First, assign maps as variables.
```{r}
COVID <- tm_shape(zips_final) + tm_fill("Case.Rate...Cumulative",
style="jenks", pal="Reds", n=4, title = "COVID Rt")
Senior <- tm_shape(zips_final) + tm_fill("ovr65P",
style="jenks", pal="BuPu", n=4)
NoHS <- tm_shape(zips_final) + tm_fill("noHSP",
style="jenks", pal="BuPu", n=4)
BlkP <- tm_shape(zips_final) + tm_fill("blackP",
style="jenks", pal="BuPu", n=4)
Latnx <- tm_shape(zips_final) + tm_fill("hispP",
style="jenks", pal="BuPu", n=4)
WhiP <- tm_shape(zips_final) + tm_fill("whiteP",
style="jenks", pal="BuPu", n=4)
```
Next, use the `tmap_arrange` function to map them all at once!
``` {r message= FALSE, warning = FALSE}
tmap_arrange(COVID, Senior, NoHS, BlkP, Latnx, WhiP)
```
From the results, we see that cumulative COVID outcomes for one week in September 2020 seemed to have some geographic correlation with the Latinx/Hispanic community in Chicago. At the same time, low high school diploma rates are also concentrated in these areas, and there is some intersection with other variables considered. What are additional variables you could bring in to refine your approach? Perhaps percentage of essential workers; a different age group; internet access? What about linking in health outcomes like Asthma, Hypertension, and more at a similar scale?

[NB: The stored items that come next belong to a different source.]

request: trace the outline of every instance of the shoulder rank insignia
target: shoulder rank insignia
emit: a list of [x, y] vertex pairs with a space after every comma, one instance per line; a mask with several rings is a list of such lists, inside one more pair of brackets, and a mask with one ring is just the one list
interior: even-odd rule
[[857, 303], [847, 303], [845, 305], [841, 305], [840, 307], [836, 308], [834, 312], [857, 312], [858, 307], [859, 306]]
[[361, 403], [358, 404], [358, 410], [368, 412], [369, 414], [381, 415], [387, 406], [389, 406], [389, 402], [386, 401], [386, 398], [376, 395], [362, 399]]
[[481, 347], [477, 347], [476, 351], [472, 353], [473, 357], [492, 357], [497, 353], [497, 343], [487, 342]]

In modern spatial epidemiology, associations must never be taken at face value. For example, we know that it is not “race” but “racism” that drives multiple health disparities – simply looking at a specific racial/ethnic group is not enough. Thus exploring multiple variables and nurturing a curiosity to understand these complex intersections will support knowledge discovery.
### Cartograms
As a special treat, let's also look at Cartograms, another thematic mapping technique. We need to bring in a new package, `cartogram` to generate these. More details in their [documentation](https://cran.r-project.org/web/packages/cartogram/readme/README.html).
```{r}
#install.packages("cartogram")
library(cartogram)
```
#### Circles Cartogram
First, let's create a classic cartogram, with bubbles being larger or smaller based on size. The package uses the non-overlapping Circles Cartogram (Dorling el al. 1996) algorithm. We add the zip code boundaries for reference, and can map them as a regular spatial object using tmap.
```{r}
carto.Dorling <- cartogram_dorling(zips_final, "Case.Rate...Cumulative", k = 2)
tm_shape(zips_final) + tm_polygons() +
tm_shape(carto.Dorling) + tm_polygons("Case.Rate...Cumulative",
style="jenks", pal="BuPu", legend.hist=T, n=4,) +
tm_layout(legend.outside = TRUE, frame = FALSE, legend.outside.position = "right")
```
Adjust the "k" parameter to get the cartogram bubbles to a manageable size, as it may be difficult to interpret if they grow too much outside of the study area space.
In this view, we can see the downtown zip code become much more obvious. Because it has a such a small area size (due to high population density), it is visually minimized in traditional view.
#### Distortion Algorithm
Finally, let's try the rubber sheet distortion algorithm (Dougenik et al. 1985) cartogram. We adjust the k parameter again to get the map to be readable
```{r}
carto.distort <- cartogram_ncont(zips_final, "Case.Rate...Cumulative", k = 1)
tm_shape(zips_final) + tm_polygons() +
tm_shape(carto.distort) + tm_polygons("Case.Rate...Cumulative",
style="jenks", pal="BuPu", legend.hist=T, n=4,) +
tm_layout(legend.outside = TRUE, frame = FALSE, legend.outside.position = "right")
```
How does this view of the data shape your understanding?